Fantezi-Gerçeklik Kargaşası Çocukların Gece Korkularını Yüceltir

Yatağın altındaki canavarlardan dolaptaki öcülere kadar çoğu çocuk gece korkuları yaşar.

Yeni araştırmalara göre çoğu çocuk kendi kendine büyürken, bazı çocuklar için yaşamın ilerleyen dönemlerinde anksiyete sorunları geliştirme riski var.

Yeni çalışmada, Tel Aviv Üniversitesi'ndeki araştırmacılar, sürekli gece korkusu olan okul öncesi çocukların, akranlarına kıyasla gerçekliği fanteziden çok daha az ayırt edebildiklerini keşfettiler.

Araştırmacılar, fantezi-gerçeklik karmaşasının gece korkuları üzerinde güçlü bir etkiye sahip olduğu hipotezlerini test etmek için, 4 ila 6 yaş arasındaki çocukları değerlendirdiler. Gruptan 80'i şiddetli gece korkuları ve 32'si daha normal gelişimle teşhis edildi.

Çocuklar, ebeveyn raporlarına ve standart bir görüşmeye dayalı olarak gerçekleri kurgudan ayırma yetenekleri açısından değerlendirildi. Örneğin, araştırmacılar çocuklara bir peri karakterini sunduktan sonra perinin kurgusal olup olmadığını belirlemek için bir dizi soru sordular, periyi telefonla arayabilecekler mi yoksa peri onları evde ziyaret edip edemeyecekler mi? .

Araştırmacılara göre, daha yoğun gece korkuları olan çocuklar gerçekliği fanteziden önemli ölçüde daha az ayırt edebildiler. Araştırmacılar, daha küçük çocukların da bu değerlendirmelerde daha düşük puan aldığını ve bu sonuç, çocukların gelişim aşamasına atfedilebileceğini açıkladı ve puan ne kadar düşükse, çocuğun gece korkularının o kadar şiddetli olduğuna dikkat çekti.

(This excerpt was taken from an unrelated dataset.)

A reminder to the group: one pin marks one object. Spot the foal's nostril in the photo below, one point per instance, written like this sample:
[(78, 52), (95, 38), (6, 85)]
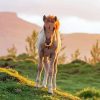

Tel Aviv Üniversitesi Psikolojik Bilimler Fakültesi'nden Avi Sadeh'e göre, gece korkularına neden olan fantezi-gerçeklik karmaşası, çocukların hayal güçlerine dokunarak bu korkuların üstesinden gelmelerine yardımcı olmak için de kullanılabilir.

"Çocuklara, onlara diş perisi hakkında hikayeler anlatırken canavarların gerçek olmadığını söyleyerek karışık sinyaller gönderiyoruz" dedi.

Bir çocuğa korkusunun gerçekçi olmadığını basitçe söylemek sorunu çözmez, diye ekledi.

Bunun yerine, bir tedavi aracı olarak çocuğun güçlü hayal gücünü kullanmayı tavsiye ediyor. Örneğin, ebeveynler çocuklarının hayali bir canavarı tehdit edici olmayan bir varlık olarak görmelerine yardımcı olabilir, belki de bir arkadaşlık teklifini uzatmak için bir mektup yazarak veya çocuğa tehditkar bir figürün arkadaşça göründüğü bir kitap okuyarak.

Sadeh'in oldukça etkili bulduğu bir tedavi, "kucaklayan köpek yavrusu" adlı bir oyuncaktır. Bu terapide, çocuklara doldurulmuş bir köpek sunulur ve bir zamanlar mutlu olan yavrunun artık üzgün olduğu söylenir. Yavru köpeğin arkadaşı olma, ona bakma ve geceleri korkmamasını sağlama sorumluluğu onlara verilir.

Bu müdahale, çocuğun yavru köpeğin hikayesine inanma ve yeni şefkatli rolünü benimseme konusundaki istekliliğine bağlı olduğu için, daha güçlü hayal gücüne sahip çocuklar için en iyi sonucu verdiğini söyledi.

Çalışma yayınlandı Çocuk Psikiyatrisi ve İnsan Gelişimi.